Il y a trois jours elle m'a invite a sa despedida, son pot de depart au sein de sa residence de l'opus dei, et c'etait tout simplement fantastique. Il y a dans cette residence une vingtaine de jeunes filles, toutes etudiantes et catholiques. La presence des hommes est interdite, elles s'autogerent, pas de superieure ou quoi que ce soit, juste l'une d'entre elle est nomee responsable et se charge de donner le mouvement pour les repas et le couvre feu. Elles dinnent toutes ensemble et ne peuvent plus rentrer dans la residence a partir de 10h30. Si elles sortent elles dorment chez leurs amis. Elles sont toutes plus gentilles les unes que les autres, tres ouvertes, tres attentionnees. Por vous dire, Christelle part demain et trois d'entres elle vont se taper cinq heures aller cinq heures retour pour l'emmener a l'aeroport de Buenos Aires. Le soir ou je suis venue c'etait fete de deguisement sur le theme Dulce de Leche, elles etaient toutes deguisees, et avaient fait moults gateaux a base de Dulce, on s'en est mange les doigts. Apres le diner elles m'ont demande de chanter, j'ai attrape une guitare et me suis retrouvee devant vingt jeunes filles qui m'ecoutaient d'un air bon et avenant, ca m'a fait un bien fou et j'ai ressenti une grande emotion, un frisson de bonheur tres special. Je vais revenir dans ce lieu, je m'y sens bien et c'est un vrai petit paradis, pas de garcons, pas de bieres, le bonheur absolu!

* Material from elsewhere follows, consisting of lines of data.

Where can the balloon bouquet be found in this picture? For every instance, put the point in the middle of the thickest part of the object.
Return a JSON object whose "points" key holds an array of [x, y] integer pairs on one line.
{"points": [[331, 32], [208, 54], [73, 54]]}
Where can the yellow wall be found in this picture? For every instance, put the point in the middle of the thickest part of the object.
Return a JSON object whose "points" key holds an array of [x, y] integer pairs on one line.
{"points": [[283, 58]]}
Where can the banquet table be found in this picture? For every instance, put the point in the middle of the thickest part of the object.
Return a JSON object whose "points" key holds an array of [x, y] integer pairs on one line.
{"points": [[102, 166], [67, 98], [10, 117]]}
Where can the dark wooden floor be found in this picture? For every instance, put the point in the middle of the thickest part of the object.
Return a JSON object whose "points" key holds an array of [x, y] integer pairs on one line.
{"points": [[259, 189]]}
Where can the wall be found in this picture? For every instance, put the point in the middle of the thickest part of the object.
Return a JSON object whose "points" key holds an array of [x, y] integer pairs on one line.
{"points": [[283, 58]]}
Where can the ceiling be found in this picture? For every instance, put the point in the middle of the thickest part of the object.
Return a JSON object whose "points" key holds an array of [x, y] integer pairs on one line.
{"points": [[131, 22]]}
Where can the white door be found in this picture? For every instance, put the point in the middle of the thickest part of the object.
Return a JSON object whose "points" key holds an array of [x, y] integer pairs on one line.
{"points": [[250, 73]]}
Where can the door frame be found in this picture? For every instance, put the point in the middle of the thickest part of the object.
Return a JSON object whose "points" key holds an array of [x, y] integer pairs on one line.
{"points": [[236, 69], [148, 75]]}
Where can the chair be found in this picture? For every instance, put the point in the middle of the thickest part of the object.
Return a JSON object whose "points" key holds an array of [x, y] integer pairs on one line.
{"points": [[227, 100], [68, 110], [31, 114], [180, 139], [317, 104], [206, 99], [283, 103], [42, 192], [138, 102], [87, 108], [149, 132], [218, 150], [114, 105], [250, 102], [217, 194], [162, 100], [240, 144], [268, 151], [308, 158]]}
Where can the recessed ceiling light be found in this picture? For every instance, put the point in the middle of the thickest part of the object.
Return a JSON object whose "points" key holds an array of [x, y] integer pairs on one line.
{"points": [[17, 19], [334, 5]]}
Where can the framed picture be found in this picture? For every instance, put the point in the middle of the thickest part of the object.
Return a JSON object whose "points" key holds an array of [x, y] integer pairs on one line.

Christelle part demain, on s'est dit au revoir tout a l'heure, je suis un peu triste mais j'ai trouve vingt autres copines, qui malgre l'endroit qui leur sert de maison ne sont absolument pas coincees ni chochottes comme on pourrait le presupposer, comme le presupposent tous les gens a qui je parle de cette residence et de ses habitantes.

La garnde nouvelle c'est que le Nico est arrive, il m'a fait une belle surprise, une vraie surprise. Lundi dernier il m'a envoye un message en me disant qu'il etait bloque au costa rica car il avait perdu le papier qui atteste qu'il n'a pas la fievre jaune. Il fallait qu'il attende qu'on le liu renvoie de France , et c'etait pas demain la veille que le foutu papier allait arriver m'ecrivait il. Tres decue je suis partie a la plage ( il y a des plages de sable blancs sur le fleuve avec petites paillottes, tres agreable, comme a la mer quoi) me changer les idees avec Christelle et Leo. Nous avons bronze, toaste, crame. Nous sommes revenues en bus. je suis descendue du bus, j'ai marche jusqu'a ma rue et en voulant la traverser pour rejoindre mon trottoir, j'ai vu en face de moi le Nico, guitare en bandouliere, sac au dos, un grand sourire aux levres, tout fier de son coup. Un grand bonheur, un moment qui restera grave, une histoire incroyable qui en fait rèver plus d'un ici. Il s'est installe dans mon appart, et nous sommes maintenant colocataires puiqu'hier a ma grande surprise encore une fois, il a paye 500 pesos sonnants et trebuchants au dueno pour poser ses affaires dans la chambre mitoyenne a la mienne. l'etoile au dessus de ma tete brille encore et toujours, la vie me gate, et je suis sur un petit nuage depuis quatre jours.